I’ve invited twelve hugely successful and talented business leaders, entrepreneurs and industry names to take questions from the LinkedIn community and provide advice to members.
To get things rolling, I’m pleased to confirm Bev James – one of the UK’s most sought-after motivational business speakers and MD of the Entrepreneurs Business Academy – as the first of my guests to appear next week.
A Trained Coach, European Master Trainer for DISC Personality Profiling and a Master NLP Practitioner, she has over 20 years’ experience transforming businesses in diverse sectors. Please make sure to pose your questions to her at: email@example.com
Back to the column, and this week I’m answering a question from Dave – a sales professional who seems to be stuck in a rut.
‘I am a sales executive that has missed out several times for a promotion. I’m not sure if it is my age (I am 40) or my performance at work, but I am not getting anywhere in my current role. I think I’m good at my job, I have been there for 8 years, and I like the company, but I don’t think I’m getting anywhere. What should I do?’
Dave, I chose your question this week as it touched on a number of debated topics within the group at present.

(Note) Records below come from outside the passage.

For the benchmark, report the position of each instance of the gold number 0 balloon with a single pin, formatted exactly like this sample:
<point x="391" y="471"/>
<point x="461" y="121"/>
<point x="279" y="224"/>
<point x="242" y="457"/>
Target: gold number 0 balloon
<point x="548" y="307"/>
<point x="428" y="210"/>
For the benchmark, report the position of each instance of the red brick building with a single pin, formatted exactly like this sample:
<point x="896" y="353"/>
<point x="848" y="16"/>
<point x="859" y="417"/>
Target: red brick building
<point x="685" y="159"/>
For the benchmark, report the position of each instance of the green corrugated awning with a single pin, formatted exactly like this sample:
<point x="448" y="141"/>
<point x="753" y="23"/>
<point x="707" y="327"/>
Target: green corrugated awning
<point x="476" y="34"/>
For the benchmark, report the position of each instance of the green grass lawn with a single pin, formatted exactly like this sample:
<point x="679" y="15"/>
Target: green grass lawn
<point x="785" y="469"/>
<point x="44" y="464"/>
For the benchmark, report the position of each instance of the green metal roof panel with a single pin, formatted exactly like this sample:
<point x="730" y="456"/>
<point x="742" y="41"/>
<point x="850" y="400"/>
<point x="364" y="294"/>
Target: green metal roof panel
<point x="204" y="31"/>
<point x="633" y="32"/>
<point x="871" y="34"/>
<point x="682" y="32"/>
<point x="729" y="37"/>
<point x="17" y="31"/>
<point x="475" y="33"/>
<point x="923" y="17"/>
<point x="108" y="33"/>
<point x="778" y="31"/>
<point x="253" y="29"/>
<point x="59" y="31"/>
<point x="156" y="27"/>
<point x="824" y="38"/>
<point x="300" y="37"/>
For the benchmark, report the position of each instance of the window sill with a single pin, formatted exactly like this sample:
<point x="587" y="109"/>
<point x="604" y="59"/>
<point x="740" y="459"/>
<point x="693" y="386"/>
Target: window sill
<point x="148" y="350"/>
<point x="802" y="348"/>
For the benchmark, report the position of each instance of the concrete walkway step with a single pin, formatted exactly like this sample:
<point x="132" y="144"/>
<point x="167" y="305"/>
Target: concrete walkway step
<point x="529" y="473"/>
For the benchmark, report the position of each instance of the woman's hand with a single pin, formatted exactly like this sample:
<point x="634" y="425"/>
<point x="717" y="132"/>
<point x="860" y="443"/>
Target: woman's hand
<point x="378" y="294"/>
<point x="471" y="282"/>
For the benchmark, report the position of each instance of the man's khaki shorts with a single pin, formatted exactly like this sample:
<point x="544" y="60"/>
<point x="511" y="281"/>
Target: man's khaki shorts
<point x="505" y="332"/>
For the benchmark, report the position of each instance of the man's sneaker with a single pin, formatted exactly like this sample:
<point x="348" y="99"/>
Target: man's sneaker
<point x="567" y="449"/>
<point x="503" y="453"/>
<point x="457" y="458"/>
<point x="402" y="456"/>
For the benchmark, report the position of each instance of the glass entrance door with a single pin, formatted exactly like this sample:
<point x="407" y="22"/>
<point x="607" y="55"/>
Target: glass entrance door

The current economic period has seen many businesses tighten their belts and in many cases, shed staff to cope with quieter periods. And, especially in sales, you may have noticed the competition within your company environment has become much fiercer as employees up their game, all vying to demonstrate just how valuable they are.
The positive thing about your situation is that despite missing out on a few promotions, you’re still obviously an asset – especially after eight years. But I think it is worth getting to the bottom of why you’re not progressing. Is it because you’re pitching for a role unsuited to your skill set? Or is it because you’re failing to sell your skills correctly?
When you learn you haven’t been successful in a promotional interview, what do you do next? If you aren’t requesting feedback and sitting down with your manager to discuss ways to improve, you need to reassess the situation.
Look at the value you are adding to the company: what skills and qualities do you possess that make you an asset? People believe they are instinctively brilliant at selling themselves, but the truth is most of us are not skilled at that. You have to learn how to do it.
In order to sell yourself, you must identify what are your most valuable attributes. Are you an expert closer? Or perhaps you’re much more confident in client-facing situations? Once you’ve identified your USPs, find ways to present yourself. If you are unable to identify what you’re best at, ask your line manager for their feedback. They may provide some surprising ideas.
Avoid using age as an excuse. I honestly believe that with age comes experience, and your career can be re-invigorated by conducting a real self-assessment on your skill set. Even the most successful sales people require time to re-hone their skills.
Above all, Dave, the key here is to remember that the business environment at present has fostered a survival of the fittest culture. If you can adapt your skill set to suit the business climate and maintain a positive outlook, you should be well on your way to a promotion.